Diagnosis

(asked on 5th September 2023) - View Source

Question to the Department of Health and Social Care:

To ask the Secretary of State for Health and Social Care, if he will make an assessment of the effectiveness of the Faster Diagnosis Standard.


Answered by
Will Quince Portrait
Will Quince
This question was answered on 12th September 2023

The Department has not made a formal assessment of the effectiveness of the Faster Diagnosis Standard (FDS) but works closely with NHS England who are responsible for managing performance of National Health Service providers. National performance of the FDS, which aims to ensure patients have cancer diagnosed or ruled out within 28 days of referral from a general practitioner or screening services, was at 73.5% performance in June 2023. FDS performance has averaged over 71% since collection started in April 2021, and we are confident the NHS will meet the ambition of 75% by March 2024.

NHS England plans to streamline cancer pathways to support diagnosis within 28 days by implementing non-symptom specific (NSS) pathways for patients who present with non-specific symptoms that can indicate several cancers, as well as implementing timed cancer pathways. By March 2024, the NSS programme will achieve full population coverage across England for non-specific symptom pathways as set out in the 2023/24 NHS Planning Guidance.

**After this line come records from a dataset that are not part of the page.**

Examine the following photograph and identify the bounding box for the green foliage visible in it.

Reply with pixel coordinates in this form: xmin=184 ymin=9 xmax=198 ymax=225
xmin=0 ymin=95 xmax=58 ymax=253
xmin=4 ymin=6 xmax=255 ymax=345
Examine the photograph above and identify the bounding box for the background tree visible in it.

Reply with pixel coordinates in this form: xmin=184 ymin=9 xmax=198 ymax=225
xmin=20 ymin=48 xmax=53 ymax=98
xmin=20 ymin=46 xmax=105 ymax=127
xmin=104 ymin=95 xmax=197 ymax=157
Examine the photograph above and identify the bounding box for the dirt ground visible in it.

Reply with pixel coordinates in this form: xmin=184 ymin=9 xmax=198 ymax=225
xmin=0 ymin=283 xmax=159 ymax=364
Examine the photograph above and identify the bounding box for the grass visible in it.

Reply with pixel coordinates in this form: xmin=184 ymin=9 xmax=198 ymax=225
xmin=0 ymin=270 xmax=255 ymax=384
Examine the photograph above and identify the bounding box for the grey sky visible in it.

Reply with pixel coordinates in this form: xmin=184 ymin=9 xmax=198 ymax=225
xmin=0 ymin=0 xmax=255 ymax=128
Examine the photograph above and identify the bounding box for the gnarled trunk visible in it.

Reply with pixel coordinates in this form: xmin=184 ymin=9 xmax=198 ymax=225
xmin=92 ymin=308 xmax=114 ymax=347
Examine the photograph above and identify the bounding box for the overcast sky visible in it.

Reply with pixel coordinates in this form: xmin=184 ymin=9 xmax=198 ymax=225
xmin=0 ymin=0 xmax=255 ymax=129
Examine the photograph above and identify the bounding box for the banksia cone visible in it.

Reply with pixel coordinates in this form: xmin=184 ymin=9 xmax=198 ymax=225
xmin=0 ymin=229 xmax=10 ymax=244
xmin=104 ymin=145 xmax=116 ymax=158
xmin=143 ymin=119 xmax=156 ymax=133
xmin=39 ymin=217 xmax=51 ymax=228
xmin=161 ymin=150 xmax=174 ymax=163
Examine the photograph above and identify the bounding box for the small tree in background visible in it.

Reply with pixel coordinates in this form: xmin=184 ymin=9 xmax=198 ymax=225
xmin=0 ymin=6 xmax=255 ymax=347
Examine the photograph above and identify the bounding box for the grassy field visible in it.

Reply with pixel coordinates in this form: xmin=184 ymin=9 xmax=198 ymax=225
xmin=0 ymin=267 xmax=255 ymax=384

Diagnostic checks are a key part of many elective care pathways. NHS England’s ambition is that 95% of patients needing a diagnostic check receive it within six weeks by March 2025. £2.3 billion was awarded at the 2021 Spending Review to transform diagnostic services over the next three years. Most of this will help increase the number of Community Diagnostic Centres (CDCs) up to 160 by March 2025, expanding and protecting elective planned diagnostic services. There are 116 CDCs currently operational that have delivered over four million tests since July 2021.